SHANGHAI – China’s banks face rising default risks as a result of higher climate-related costs in carbon-intensive sectors like thermal power, steel and cement, Liu Guiping, vice governor of the central bank, said in comments published on Friday.

The People’s Bank of China completed the first phase of climate risk stress tests at 23 major banks last year, focusing on the possibility that the three sectors would be forced to pay for their carbon emissions, Liu wrote in the bank’s China Finance publication.

“The test results showed that if enterprises in the thermal power, steel and cement sectors do not carry out low-carbon transformation, their repayment capability will decline to various degrees under the (different) stress scenarios,” he wrote.

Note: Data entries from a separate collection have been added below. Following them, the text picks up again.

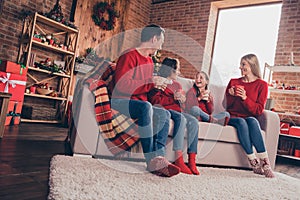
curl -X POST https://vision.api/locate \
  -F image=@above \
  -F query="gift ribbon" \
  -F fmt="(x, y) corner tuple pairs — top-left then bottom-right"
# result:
(6, 101), (21, 126)
(0, 73), (26, 93)
(6, 112), (21, 117)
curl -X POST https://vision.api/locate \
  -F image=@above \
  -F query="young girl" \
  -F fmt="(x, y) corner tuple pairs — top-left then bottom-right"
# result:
(148, 57), (200, 175)
(185, 71), (230, 125)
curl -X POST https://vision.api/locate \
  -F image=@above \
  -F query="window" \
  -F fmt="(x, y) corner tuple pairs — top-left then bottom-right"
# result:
(209, 3), (282, 86)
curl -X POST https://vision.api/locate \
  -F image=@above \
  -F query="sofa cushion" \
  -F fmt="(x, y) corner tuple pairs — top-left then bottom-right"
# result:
(176, 76), (194, 93)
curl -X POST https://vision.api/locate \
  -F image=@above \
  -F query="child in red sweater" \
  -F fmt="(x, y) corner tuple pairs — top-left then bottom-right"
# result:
(185, 71), (230, 125)
(148, 57), (200, 175)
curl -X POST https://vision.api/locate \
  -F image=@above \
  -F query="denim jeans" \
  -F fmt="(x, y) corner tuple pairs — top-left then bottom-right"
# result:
(189, 106), (230, 122)
(168, 110), (199, 153)
(110, 98), (170, 162)
(228, 117), (266, 154)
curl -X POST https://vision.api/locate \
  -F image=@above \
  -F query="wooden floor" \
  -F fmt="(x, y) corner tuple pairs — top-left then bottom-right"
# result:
(0, 123), (69, 200)
(0, 123), (299, 200)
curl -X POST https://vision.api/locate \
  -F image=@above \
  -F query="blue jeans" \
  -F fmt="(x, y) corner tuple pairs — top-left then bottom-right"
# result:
(169, 110), (199, 153)
(189, 106), (230, 122)
(228, 117), (266, 154)
(111, 98), (170, 162)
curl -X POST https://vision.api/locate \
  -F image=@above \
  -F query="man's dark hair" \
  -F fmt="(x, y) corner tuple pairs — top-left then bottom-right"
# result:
(141, 24), (165, 42)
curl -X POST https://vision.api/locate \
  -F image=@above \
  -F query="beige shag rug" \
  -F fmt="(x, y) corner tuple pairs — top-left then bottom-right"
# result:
(48, 155), (300, 200)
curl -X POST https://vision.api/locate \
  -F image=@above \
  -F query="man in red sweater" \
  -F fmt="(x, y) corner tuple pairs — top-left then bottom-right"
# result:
(111, 24), (180, 177)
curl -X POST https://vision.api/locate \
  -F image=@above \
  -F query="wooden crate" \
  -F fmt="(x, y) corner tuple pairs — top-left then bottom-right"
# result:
(21, 104), (58, 120)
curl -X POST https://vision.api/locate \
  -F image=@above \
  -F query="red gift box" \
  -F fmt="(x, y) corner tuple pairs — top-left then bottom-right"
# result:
(289, 126), (300, 137)
(294, 149), (300, 158)
(0, 60), (28, 76)
(280, 122), (290, 134)
(0, 72), (27, 101)
(5, 100), (23, 125)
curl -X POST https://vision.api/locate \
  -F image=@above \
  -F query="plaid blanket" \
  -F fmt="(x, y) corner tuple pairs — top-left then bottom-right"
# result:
(83, 61), (140, 155)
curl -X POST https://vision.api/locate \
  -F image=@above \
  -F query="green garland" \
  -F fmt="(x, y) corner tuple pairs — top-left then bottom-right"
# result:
(92, 2), (119, 31)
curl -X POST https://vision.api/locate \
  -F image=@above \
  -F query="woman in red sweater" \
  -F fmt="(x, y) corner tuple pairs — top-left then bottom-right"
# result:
(148, 57), (200, 175)
(185, 71), (230, 125)
(223, 53), (274, 178)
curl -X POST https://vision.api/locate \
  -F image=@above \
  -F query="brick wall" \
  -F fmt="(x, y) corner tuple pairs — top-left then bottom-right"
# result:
(150, 0), (212, 78)
(1, 0), (300, 123)
(0, 0), (72, 62)
(0, 0), (151, 62)
(273, 0), (300, 124)
(116, 0), (152, 58)
(150, 0), (300, 124)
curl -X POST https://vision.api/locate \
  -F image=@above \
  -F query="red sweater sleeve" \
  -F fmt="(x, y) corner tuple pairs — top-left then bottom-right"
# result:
(185, 87), (214, 114)
(242, 80), (268, 116)
(204, 97), (214, 114)
(148, 81), (182, 112)
(224, 79), (237, 110)
(113, 49), (154, 100)
(185, 88), (198, 112)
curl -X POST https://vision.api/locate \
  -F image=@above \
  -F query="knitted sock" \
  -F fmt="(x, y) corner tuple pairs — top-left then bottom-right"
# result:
(257, 152), (275, 178)
(188, 153), (200, 175)
(247, 154), (264, 175)
(258, 157), (275, 178)
(147, 156), (180, 177)
(174, 151), (192, 174)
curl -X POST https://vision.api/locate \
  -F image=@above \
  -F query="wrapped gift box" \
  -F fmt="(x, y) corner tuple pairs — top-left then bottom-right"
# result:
(0, 60), (27, 76)
(280, 122), (290, 134)
(0, 72), (27, 101)
(5, 100), (23, 125)
(289, 126), (300, 137)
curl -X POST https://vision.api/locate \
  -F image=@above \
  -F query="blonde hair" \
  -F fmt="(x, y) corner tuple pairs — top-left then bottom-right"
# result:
(240, 54), (261, 79)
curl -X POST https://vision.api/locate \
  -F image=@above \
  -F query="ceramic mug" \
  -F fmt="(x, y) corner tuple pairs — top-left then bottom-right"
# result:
(202, 90), (210, 101)
(234, 85), (244, 95)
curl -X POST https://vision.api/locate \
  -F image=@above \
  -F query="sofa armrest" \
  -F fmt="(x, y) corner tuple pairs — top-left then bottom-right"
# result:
(257, 110), (280, 169)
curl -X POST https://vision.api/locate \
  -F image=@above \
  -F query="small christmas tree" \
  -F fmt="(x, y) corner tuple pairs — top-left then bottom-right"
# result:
(47, 0), (64, 22)
(152, 50), (162, 74)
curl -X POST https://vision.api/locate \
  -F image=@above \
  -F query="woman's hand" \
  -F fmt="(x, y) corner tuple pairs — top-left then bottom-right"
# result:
(228, 87), (235, 96)
(235, 86), (247, 100)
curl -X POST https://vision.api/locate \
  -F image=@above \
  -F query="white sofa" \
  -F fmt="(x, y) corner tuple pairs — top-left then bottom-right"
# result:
(69, 76), (280, 169)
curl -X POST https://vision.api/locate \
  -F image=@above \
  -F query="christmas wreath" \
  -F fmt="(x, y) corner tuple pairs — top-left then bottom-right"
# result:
(92, 2), (119, 31)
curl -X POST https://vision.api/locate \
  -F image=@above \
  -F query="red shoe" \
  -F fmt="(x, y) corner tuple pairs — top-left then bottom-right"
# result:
(174, 151), (192, 175)
(188, 153), (200, 175)
(147, 156), (180, 177)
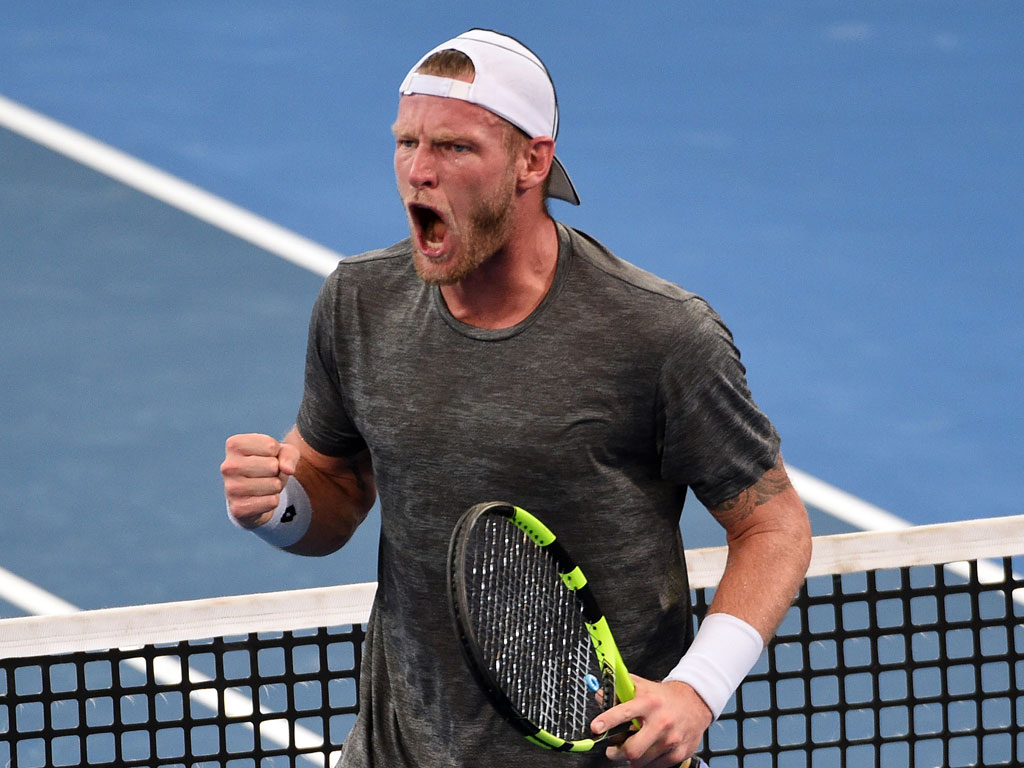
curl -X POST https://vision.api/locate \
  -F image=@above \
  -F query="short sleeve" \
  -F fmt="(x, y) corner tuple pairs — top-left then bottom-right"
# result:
(658, 298), (780, 508)
(295, 272), (368, 458)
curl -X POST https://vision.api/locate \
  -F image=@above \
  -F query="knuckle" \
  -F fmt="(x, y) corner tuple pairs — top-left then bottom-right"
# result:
(621, 740), (645, 761)
(226, 432), (276, 457)
(225, 434), (248, 454)
(652, 711), (674, 731)
(222, 454), (245, 474)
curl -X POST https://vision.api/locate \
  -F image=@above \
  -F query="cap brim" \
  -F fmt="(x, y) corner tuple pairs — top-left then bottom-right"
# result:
(548, 155), (580, 205)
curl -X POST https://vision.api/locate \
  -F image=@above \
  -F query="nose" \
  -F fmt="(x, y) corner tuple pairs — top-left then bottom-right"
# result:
(407, 145), (437, 190)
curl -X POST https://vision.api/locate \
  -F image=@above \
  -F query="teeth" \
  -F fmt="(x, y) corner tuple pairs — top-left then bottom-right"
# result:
(410, 203), (448, 251)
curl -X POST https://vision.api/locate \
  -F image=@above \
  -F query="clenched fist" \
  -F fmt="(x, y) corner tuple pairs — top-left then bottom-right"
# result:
(221, 433), (301, 529)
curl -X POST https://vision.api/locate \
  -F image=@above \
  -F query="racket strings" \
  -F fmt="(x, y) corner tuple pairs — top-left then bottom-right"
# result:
(464, 515), (605, 739)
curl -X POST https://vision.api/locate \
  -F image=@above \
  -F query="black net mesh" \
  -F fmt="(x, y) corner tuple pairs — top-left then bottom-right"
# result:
(1, 552), (1021, 766)
(698, 556), (1023, 767)
(0, 625), (364, 767)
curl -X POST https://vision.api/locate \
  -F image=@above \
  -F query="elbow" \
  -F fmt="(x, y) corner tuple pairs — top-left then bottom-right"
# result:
(285, 511), (365, 557)
(796, 524), (812, 580)
(772, 519), (812, 583)
(788, 501), (813, 578)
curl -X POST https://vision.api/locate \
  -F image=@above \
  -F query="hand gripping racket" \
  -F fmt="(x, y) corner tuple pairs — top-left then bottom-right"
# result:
(447, 501), (696, 765)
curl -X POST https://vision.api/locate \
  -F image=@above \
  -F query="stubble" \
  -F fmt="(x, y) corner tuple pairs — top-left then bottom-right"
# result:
(412, 171), (518, 286)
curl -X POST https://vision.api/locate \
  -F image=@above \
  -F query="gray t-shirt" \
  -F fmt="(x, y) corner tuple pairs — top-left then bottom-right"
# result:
(296, 223), (780, 767)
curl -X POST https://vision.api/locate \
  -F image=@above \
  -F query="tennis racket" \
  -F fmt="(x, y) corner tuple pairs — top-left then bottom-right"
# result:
(447, 501), (696, 765)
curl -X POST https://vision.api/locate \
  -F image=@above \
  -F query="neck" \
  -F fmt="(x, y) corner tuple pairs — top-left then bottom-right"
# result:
(440, 214), (559, 330)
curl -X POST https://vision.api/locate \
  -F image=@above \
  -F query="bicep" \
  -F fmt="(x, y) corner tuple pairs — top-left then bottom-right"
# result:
(704, 456), (811, 637)
(707, 455), (806, 540)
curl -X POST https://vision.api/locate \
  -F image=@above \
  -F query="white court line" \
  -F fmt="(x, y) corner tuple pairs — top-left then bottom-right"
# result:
(0, 564), (79, 616)
(0, 93), (341, 277)
(0, 564), (333, 767)
(0, 92), (932, 765)
(787, 465), (912, 531)
(0, 91), (910, 538)
(0, 93), (346, 762)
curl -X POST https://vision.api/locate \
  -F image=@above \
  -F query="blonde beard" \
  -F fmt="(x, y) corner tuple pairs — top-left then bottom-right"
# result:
(411, 176), (518, 287)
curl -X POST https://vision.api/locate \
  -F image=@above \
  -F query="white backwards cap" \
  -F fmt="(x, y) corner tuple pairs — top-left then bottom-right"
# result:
(399, 28), (580, 205)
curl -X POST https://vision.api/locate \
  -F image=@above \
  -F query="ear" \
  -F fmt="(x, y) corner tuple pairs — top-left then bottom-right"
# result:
(516, 137), (556, 194)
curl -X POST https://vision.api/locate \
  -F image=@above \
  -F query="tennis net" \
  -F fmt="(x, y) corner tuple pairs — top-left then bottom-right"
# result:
(1, 515), (1021, 767)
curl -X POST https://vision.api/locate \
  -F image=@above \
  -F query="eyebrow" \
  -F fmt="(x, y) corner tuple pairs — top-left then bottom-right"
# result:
(433, 131), (475, 145)
(390, 124), (477, 146)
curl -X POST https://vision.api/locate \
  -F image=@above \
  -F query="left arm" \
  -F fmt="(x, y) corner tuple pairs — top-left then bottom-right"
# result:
(595, 456), (811, 767)
(702, 454), (812, 640)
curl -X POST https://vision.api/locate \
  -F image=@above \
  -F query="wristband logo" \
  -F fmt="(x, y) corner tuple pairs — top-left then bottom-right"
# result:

Rising emission costs as well as policies designed to facilitate “industrial substitution” would lead to the problem of stranded assets and other “transition risks”, he said.

Liu said more tests would be conducted to ascertain banks’ exposure to other high-emission industrial sectors.

China, the world’s biggest source of climate-warming greenhouse gases, has sought to put a price on carbon, introducing a national emissions trading scheme last year.

More than 2,000 coal-fired power stations are participating in the scheme and the costs of compliance are likely to rise as more sectors – including cement and steel – are included in it.

The permit price for each tonne of carbon is less than 60 yuan ($9.48), but analysts predict it could be as high as 200 yuan within a few years.

Though China has been transitioning to cleaner energy, its financial institutions have continued to provide support to fossil fuels, providing loans and underwriting services for the construction of new coal-fired power plants.

It has pledged to end financial support for overseas coal-fired power plants, though it remains unclear if projects in the pipeline will go ahead.